Top candidate did not move in Germany
However, the top candidate model in the European elections from the point of view of CDU and CSU has not proven. Although the parties defend the top candidate with the argument that the European elections would be more attractive to the citizens, if they could also vote on the head of the European Commission. The election outcome in Germany refutes this thesis. Although the turnout increased massively – in Germany, an increase of 13 percentage points was recorded. But the German top candidate Weber scored in Germany a worse result for the Union than in the last European election. Frans Timmermans in the Netherlands showed that there is another way. The top candidate of the Social Democrats tripled the vote of his party compared to the recent elections in the neighboring country.
Despite the bitter losses for the EPP, Weber still has the best prospects among the top candidates when it comes to Juncker succession. The reason is that even if the EPP has to reckon with the departure of the deputies of the Hungarian ruling party Fidesz, the European People's Party will continue to be the strongest fraction in the Strasbourg semi-circle. Weber does not disclose that he is screwing back his claims in favor of second-placed Timmermans because of the damper in the election. Rather, he insists that his faction selects only one candidate who has already revealed in the election campaign "program, profile and personality".

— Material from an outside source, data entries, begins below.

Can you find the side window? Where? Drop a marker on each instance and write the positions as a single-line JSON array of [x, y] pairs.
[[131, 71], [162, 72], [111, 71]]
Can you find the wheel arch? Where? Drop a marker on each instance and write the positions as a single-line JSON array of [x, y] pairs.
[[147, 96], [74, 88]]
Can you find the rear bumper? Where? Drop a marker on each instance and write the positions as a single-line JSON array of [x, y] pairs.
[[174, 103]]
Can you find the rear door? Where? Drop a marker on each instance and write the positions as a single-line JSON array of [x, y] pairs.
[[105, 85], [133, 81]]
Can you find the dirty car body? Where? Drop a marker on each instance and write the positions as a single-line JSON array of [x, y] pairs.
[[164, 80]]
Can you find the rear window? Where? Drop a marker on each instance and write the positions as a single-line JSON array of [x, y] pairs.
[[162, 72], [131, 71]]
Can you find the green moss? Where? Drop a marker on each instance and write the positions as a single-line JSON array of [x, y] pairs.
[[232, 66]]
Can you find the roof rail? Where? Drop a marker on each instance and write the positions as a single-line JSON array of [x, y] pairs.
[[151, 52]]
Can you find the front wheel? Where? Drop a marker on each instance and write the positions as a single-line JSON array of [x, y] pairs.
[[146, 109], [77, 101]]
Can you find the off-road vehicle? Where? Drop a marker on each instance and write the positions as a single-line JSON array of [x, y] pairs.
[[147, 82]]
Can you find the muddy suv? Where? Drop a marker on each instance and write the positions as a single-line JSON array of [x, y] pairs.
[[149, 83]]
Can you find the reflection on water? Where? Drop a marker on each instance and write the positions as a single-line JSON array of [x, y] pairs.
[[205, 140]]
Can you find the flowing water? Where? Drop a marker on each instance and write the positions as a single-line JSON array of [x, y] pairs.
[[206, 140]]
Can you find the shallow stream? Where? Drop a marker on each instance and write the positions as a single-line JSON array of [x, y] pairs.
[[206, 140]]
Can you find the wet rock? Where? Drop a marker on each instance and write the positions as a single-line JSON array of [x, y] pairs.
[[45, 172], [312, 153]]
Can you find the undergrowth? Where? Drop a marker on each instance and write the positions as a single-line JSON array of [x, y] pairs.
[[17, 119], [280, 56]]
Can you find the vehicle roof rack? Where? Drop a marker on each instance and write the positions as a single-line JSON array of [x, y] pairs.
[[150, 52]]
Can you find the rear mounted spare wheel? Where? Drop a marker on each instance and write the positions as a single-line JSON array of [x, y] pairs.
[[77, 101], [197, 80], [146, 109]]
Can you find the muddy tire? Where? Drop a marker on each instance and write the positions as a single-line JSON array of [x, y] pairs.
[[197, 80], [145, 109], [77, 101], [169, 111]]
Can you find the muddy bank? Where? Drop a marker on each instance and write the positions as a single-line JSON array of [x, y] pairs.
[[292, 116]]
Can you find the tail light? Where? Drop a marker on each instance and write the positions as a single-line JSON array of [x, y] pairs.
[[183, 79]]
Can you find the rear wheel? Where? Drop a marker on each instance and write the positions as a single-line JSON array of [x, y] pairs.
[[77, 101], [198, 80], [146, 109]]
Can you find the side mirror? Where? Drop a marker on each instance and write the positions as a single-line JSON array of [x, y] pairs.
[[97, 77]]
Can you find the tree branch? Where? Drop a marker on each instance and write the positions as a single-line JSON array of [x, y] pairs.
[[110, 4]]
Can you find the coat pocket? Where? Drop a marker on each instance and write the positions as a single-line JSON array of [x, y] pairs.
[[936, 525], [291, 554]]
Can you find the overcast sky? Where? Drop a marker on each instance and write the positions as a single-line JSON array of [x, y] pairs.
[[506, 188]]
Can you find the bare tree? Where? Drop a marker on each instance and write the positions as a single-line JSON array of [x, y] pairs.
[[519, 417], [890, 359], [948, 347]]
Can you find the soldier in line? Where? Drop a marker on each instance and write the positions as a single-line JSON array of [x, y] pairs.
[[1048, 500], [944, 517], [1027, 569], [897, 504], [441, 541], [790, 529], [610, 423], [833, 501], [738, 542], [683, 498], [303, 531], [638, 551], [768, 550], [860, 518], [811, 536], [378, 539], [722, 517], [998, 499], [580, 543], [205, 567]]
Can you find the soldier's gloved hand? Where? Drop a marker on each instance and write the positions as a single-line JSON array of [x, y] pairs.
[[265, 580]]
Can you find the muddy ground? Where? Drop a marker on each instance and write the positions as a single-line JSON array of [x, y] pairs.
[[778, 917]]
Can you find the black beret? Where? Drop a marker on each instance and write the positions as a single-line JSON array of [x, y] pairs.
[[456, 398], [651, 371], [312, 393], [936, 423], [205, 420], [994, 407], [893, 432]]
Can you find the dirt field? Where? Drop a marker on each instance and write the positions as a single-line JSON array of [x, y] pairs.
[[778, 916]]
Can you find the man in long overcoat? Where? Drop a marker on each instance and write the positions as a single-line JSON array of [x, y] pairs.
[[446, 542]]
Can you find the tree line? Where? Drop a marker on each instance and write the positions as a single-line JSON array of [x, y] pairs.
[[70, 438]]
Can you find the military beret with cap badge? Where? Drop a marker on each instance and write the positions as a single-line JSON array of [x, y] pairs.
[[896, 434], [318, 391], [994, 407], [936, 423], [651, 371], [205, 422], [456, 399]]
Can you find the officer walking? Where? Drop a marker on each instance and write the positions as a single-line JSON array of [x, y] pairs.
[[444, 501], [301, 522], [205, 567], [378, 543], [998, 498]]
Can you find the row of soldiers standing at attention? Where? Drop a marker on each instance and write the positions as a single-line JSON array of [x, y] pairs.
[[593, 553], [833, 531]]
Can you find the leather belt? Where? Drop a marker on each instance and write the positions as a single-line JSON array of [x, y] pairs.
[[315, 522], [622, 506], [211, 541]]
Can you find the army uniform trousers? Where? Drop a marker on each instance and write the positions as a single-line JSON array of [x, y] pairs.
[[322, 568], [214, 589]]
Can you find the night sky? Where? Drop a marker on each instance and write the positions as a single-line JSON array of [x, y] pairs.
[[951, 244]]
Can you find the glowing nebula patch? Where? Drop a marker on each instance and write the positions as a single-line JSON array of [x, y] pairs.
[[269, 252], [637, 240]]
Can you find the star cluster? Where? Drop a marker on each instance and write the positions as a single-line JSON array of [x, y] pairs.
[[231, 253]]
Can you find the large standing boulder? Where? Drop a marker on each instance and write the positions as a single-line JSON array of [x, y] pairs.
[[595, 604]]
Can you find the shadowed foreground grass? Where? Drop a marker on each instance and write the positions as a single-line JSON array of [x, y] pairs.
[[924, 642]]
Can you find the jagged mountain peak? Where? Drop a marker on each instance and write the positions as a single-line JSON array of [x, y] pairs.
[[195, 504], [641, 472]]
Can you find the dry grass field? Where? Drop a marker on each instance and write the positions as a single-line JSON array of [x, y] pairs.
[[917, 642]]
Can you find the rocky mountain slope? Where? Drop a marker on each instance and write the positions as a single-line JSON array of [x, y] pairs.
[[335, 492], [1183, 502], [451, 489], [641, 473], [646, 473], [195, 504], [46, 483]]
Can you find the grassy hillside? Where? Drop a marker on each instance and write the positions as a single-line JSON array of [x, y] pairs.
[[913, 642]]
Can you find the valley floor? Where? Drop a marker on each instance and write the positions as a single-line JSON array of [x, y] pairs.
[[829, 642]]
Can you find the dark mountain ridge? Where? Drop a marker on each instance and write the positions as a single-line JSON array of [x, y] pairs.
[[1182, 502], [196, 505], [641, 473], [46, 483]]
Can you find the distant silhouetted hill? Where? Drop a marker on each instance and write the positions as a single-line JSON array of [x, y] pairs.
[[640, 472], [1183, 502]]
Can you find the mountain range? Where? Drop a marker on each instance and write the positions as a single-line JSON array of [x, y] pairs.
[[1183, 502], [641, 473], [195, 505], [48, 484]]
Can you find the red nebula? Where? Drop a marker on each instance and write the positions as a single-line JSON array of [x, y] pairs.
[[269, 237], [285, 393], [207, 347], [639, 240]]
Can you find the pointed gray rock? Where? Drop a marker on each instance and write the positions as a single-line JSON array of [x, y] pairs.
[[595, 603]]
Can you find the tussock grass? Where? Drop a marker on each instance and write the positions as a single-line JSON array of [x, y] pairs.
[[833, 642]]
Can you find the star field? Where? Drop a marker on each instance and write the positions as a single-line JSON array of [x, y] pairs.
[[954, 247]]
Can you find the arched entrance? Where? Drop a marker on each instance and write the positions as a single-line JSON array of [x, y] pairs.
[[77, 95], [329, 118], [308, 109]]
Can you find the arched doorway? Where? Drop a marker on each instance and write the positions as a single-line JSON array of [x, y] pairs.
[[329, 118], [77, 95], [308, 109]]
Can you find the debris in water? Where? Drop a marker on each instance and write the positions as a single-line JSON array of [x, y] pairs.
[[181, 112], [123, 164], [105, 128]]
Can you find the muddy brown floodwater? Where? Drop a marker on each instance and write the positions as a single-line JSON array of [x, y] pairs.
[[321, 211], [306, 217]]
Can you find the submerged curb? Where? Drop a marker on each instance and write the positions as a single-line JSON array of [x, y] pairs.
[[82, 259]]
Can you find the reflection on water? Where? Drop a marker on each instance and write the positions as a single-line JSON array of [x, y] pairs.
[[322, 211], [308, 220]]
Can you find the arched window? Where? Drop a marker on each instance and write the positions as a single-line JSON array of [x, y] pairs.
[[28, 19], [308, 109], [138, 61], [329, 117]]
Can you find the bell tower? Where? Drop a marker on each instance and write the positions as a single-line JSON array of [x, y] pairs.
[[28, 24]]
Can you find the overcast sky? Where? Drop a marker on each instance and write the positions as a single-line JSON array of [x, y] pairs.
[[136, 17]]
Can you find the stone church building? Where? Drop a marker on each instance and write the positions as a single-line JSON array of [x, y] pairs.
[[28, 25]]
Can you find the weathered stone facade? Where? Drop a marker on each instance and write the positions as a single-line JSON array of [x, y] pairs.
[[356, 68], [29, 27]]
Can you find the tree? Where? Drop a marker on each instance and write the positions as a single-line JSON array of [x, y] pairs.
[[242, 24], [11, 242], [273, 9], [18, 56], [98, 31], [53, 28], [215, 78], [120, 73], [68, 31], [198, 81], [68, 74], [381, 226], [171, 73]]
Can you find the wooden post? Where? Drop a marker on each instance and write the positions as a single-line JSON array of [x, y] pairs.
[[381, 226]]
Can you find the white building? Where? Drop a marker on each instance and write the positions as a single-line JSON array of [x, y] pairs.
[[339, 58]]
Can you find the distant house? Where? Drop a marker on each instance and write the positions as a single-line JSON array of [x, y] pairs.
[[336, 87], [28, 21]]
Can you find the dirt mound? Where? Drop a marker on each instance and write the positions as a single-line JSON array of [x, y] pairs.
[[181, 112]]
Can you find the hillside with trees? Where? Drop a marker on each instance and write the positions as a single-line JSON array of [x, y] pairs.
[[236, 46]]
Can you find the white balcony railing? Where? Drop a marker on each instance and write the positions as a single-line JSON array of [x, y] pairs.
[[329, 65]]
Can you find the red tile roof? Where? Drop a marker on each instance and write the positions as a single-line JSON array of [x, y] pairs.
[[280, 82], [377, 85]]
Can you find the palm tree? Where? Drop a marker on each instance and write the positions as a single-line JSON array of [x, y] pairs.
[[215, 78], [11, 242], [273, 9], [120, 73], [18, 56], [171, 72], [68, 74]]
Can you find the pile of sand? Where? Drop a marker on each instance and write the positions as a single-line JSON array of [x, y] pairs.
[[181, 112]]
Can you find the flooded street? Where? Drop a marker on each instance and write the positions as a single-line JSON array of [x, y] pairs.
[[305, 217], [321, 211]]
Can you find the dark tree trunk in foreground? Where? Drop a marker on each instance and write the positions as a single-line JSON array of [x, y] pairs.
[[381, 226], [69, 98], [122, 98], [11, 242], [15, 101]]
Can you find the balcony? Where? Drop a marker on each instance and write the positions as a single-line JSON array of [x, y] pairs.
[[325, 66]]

Green politician Cohn-Bendit against Weber
Among those whom Weber must convince of his suitability for the post of Commission President are the Greens. From the German representatives of the eco-party different signals come when it comes to a possible support for the Lower Bavaria. However, the great Green Daniel Cohn-Bendit, who is now one of the confidants of French President Emmanuel Macron, has clearly positioned himself. "I think it would be scandalous for the Greens to support Weber," Cohn-Bendit told the Tagesspiegel in view of the upcoming deliberations in the European Parliament. "Weber stands for the wait-and-see attitude of the Federal Government towards the reform plans of Macron," he said in support.
To make matters worse for Weber, that Macron has already made powerful mood against him in the circle of heads of state and government. On Tuesday evening, heads of state and government want to discuss the Juncker successor and other top personalities such as the future cast of the European Central Bank (ECB) head at a special summit in Brussels.
It is not expected that already on Tuesday a decision will be made. It is also clear that Macron is coming to Brussels weakened. The defeat of his movement against Marine Le Pen's right-wing populists is likely to diminish his influence among the leaders. For Weber, eight out of 28 heads of state and government speak out. Chancellor Angela Merkel (CDU), who has never been an avowed fan of the top candidate, plays a key role. Since the CDU has aggressively campaigned for the Weaver in the European election campaign, but it would be interpreted as a betrayal of the voters, if they drop the CSU vice now in the circle of "bosses". For the benefit of Michel Barnier. The Frenchman has acquired himself as EU chief negotiator on Brexit Meriten and is considered a favorite of Macron.
Power struggle between parliament and the heads of state and government
Meanwhile, it is expected that in the European Parliament, the leaders of Conservatives, Social Democrats, Liberals and Greens already today make the claim that the parliament elects only one Commission chief, who was previously the leading candidate in the election campaign. If that were the case, there would be a conflict between the Parliament and the heads of state and government, who have the right to nominate for the Juncker successor.